The holidays are getting close. It’s the perfect time of year where families come together. This may be the first time you’re spending the holidays with them since your recovery.
You can feel great knowing that you have a second chance at life. You’ll be thankful knowing that you made the right choice to get help when you did. This guide will show you how to avoid addiction triggers and relapse during the holidays.
If you need additional help on relapse prevention, check out what New Waters Recovery offers right here. Now, let’s begin with our list of tips.
Continue following your aftercare plan
You can continue your aftercare plan, whatever that may be. This includes practicing regular mindfulness, exercise, and a healthy diet. It will be a good feeling knowing you are doing everything you can to prevent a relapse from happening during the holidays.
If you need help after hours, you can find resources online. If you have offline resources available 24 hours a day, then you can take advantage of them as well. Do whatever it takes to prevent a relapse from happening during the holidays.
Be selective about get-togethers
The holidays mean so many get-togethers happening to celebrate. A family get-together is one thing. But you may also be invited to others by friends or even a work get-together.
There is a good chance that alcohol may be served. If you are getting over an alcohol addiction, it may be a challenge. The best you can do is say ‘no’ when offered a drink or notice any alcohol nearby.
You may also say ‘no’ to get-togethers that may not apply to family. You can hang out with friends some other time. But they may be understanding of why you said no (assuming they are aware of your recovery process).
Extract yourself, if need be
Family get-togethers can be stressful. The talk about religion, politics, or who knows what else may arise. Not only that, the differences in opinion may also cause heated debates and arguments.
The last thing you need is to deal with the stress surrounding you. It may be enough to where you may need a substance of choice. The best thing you can do is withdraw yourself and head out.
The last thing you want to deal with is a stressful situation, even if you are not part of the debate. Avoiding stressful situations should be the one thing you need to do. If you keep doing this regularly, relapse will be far away than close to you.
Volunteer during the holidays
The holiday season may be difficult for many people. Especially for the less fortunate. You can volunteer at shelters and food banks.
You can feed those who are homeless or put together packages of food that can go to needy families. You’ll feel better knowing that you are doing your part to help others. That good feeling can also keep your chances of relapse lower than ever.

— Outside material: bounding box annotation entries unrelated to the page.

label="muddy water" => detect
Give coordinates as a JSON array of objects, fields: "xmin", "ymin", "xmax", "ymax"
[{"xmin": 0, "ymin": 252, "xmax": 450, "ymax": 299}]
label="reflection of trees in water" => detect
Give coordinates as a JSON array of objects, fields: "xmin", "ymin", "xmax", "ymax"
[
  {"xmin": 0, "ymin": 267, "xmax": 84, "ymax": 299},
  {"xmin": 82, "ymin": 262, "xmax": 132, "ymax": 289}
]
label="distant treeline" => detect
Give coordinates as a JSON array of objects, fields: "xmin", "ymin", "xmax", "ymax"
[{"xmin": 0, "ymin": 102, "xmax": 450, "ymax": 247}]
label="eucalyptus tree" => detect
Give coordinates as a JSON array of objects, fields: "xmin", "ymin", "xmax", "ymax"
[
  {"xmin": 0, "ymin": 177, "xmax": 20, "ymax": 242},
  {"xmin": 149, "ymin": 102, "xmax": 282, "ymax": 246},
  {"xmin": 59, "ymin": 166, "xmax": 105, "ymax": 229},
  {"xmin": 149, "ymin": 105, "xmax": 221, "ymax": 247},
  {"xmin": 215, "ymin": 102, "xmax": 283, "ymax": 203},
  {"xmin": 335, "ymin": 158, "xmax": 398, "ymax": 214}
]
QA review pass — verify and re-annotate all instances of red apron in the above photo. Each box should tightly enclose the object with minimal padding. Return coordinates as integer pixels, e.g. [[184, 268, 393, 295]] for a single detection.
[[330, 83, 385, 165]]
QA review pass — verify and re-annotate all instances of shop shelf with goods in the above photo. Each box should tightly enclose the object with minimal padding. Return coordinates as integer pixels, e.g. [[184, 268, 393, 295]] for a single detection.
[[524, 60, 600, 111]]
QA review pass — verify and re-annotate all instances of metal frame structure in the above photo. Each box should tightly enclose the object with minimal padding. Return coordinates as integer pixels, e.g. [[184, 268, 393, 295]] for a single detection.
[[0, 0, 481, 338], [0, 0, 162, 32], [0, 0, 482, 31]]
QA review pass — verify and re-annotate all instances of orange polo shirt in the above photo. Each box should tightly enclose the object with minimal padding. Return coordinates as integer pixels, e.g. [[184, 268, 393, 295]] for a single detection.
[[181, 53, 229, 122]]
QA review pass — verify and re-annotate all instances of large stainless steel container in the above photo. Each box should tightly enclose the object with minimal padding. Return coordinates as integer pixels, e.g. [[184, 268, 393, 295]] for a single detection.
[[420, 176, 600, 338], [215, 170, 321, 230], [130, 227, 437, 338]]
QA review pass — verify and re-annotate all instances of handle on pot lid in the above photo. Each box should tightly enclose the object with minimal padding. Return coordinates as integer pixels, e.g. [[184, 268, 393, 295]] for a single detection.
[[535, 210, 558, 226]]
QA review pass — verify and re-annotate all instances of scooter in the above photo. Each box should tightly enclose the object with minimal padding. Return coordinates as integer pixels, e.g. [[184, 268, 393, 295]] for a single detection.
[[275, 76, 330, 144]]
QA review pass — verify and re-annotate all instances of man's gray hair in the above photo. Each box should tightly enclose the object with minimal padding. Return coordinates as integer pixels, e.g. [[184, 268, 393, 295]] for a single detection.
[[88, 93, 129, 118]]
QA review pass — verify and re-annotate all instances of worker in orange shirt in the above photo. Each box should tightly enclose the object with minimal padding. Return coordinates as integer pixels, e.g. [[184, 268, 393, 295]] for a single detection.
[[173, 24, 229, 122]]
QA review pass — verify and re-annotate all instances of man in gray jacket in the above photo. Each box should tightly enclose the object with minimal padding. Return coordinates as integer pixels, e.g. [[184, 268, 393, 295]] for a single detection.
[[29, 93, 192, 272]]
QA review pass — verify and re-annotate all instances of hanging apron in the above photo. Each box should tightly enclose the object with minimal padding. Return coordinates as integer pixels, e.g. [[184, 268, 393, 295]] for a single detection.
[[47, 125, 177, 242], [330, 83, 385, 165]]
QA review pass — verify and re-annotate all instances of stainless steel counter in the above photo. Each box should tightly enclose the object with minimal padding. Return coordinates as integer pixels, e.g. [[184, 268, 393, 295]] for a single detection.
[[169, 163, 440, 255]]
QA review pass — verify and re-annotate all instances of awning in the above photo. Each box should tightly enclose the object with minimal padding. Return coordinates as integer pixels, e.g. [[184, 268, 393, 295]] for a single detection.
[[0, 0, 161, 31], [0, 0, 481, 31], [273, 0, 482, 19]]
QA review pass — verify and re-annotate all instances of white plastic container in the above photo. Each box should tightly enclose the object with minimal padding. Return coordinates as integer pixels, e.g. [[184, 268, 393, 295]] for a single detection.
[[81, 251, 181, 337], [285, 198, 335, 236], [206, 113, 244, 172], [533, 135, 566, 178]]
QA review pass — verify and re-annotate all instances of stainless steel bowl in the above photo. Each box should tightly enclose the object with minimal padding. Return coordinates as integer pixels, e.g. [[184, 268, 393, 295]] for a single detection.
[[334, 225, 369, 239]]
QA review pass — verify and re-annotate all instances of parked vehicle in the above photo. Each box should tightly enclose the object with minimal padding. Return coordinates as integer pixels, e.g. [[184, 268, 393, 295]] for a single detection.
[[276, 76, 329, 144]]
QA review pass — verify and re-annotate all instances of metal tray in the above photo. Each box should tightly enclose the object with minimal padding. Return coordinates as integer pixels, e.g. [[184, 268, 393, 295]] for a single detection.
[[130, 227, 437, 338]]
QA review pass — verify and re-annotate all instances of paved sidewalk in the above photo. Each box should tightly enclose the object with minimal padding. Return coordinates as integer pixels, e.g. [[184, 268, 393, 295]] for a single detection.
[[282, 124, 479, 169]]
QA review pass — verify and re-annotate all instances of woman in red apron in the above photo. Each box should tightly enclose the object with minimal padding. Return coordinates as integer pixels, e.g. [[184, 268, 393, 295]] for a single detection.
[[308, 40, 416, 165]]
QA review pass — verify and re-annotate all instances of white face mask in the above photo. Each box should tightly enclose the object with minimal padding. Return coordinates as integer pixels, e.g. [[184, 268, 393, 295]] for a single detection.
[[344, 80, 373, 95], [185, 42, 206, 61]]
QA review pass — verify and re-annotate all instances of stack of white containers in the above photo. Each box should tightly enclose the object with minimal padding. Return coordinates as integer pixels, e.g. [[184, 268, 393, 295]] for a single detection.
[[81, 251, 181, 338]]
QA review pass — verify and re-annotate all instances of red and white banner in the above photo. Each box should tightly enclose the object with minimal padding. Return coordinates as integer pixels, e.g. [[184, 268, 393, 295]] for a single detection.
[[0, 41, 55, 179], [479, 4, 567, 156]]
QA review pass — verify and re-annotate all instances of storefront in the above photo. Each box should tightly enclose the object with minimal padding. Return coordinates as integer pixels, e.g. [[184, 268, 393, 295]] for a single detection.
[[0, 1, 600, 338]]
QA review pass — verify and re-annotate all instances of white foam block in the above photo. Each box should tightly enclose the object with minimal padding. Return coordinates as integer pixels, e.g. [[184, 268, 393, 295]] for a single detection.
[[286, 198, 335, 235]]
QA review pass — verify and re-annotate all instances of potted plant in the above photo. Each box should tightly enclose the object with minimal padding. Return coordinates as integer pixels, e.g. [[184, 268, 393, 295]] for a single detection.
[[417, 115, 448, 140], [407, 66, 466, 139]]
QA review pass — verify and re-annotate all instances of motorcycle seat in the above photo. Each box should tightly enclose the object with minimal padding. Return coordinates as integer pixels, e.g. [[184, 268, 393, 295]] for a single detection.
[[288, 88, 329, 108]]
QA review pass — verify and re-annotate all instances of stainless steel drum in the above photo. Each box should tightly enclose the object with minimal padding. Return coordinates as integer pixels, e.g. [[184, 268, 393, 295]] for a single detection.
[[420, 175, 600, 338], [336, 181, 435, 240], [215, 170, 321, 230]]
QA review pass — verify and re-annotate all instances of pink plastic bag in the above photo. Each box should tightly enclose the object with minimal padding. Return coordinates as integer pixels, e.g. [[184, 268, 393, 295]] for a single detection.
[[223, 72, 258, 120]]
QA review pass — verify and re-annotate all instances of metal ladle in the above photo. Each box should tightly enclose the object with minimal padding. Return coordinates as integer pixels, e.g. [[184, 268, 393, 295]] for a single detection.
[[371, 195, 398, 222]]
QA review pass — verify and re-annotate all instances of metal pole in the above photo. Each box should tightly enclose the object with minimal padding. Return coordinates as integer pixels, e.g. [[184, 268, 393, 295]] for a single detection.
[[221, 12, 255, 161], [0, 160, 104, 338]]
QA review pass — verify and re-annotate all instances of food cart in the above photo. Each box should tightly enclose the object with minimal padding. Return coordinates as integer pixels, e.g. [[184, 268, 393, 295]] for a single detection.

The good news is that the holiday season is the perfect time to volunteer for your favorite charities and causes. Ask around and see if there are any volunteer opportunities in your local community. You may know someone that might be able to help.
Surround yourself with positive people
The more important people in your life are those who make a positive impact. These include your family members, your friends, and even members of your support system. You can be able to talk to them on a regular basis.
If you contact them regularly, you’ll be in a good mood. You’ll feel better knowing that you have people to talk to. Even on days when things don’t seem to be in your favor, you may have a good idea of who to talk to whenever you need to be cheered up.
Check on your other sober friends
You know that you’re not the only one celebrating their first holiday season sober. Most of the sober friends you have met in treatment are also doing the same thing. Check up on them and ask how they are doing.
They will be happy to hear from you. They may also share with you any ups or downs they may be having. It’s also the perfect opportunity to exchange any kind of advice you both may have for one another.
Discuss how grateful you both are that you survived treatment and are able to spend the holidays with important people. Also, make sure they are following their regular schedule for their post-treatment care such as regular therapy sessions and their other aftercare plans.
Make sure your relapse plan is ready
Sometimes, things can get to be too much. It may be time to activate a plan that you have put together to help prevent a relapse from happening before it’s too late. If you relapse, don’t feel ashamed.
At this point, you can put your relapse plan to good use. You will be talking to the right people. You’ll have the right action plan to help you get to where you need to go.
You will bounce back quicker than ever. You’ll be able to look back and find out where you slipped up. It will be a learning process that will help you prevent future relapses.
Relapsing can be avoided for the most part. Sometimes, things can get to a point where it can be difficult.
Avoiding addiction triggers is possible. Especially during the holiday season. These seven tips listed above will help you keep those occurrences at bay.
You’ll feel grateful knowing that people will check on you. You’ll be grateful knowing that you’re alive even during the most important time of the year. You’ll look back and be happy that you made the right decision to get help.
There is no gift greater than a second chance. It’s a gift that is so valuable, you can’t put a price on it.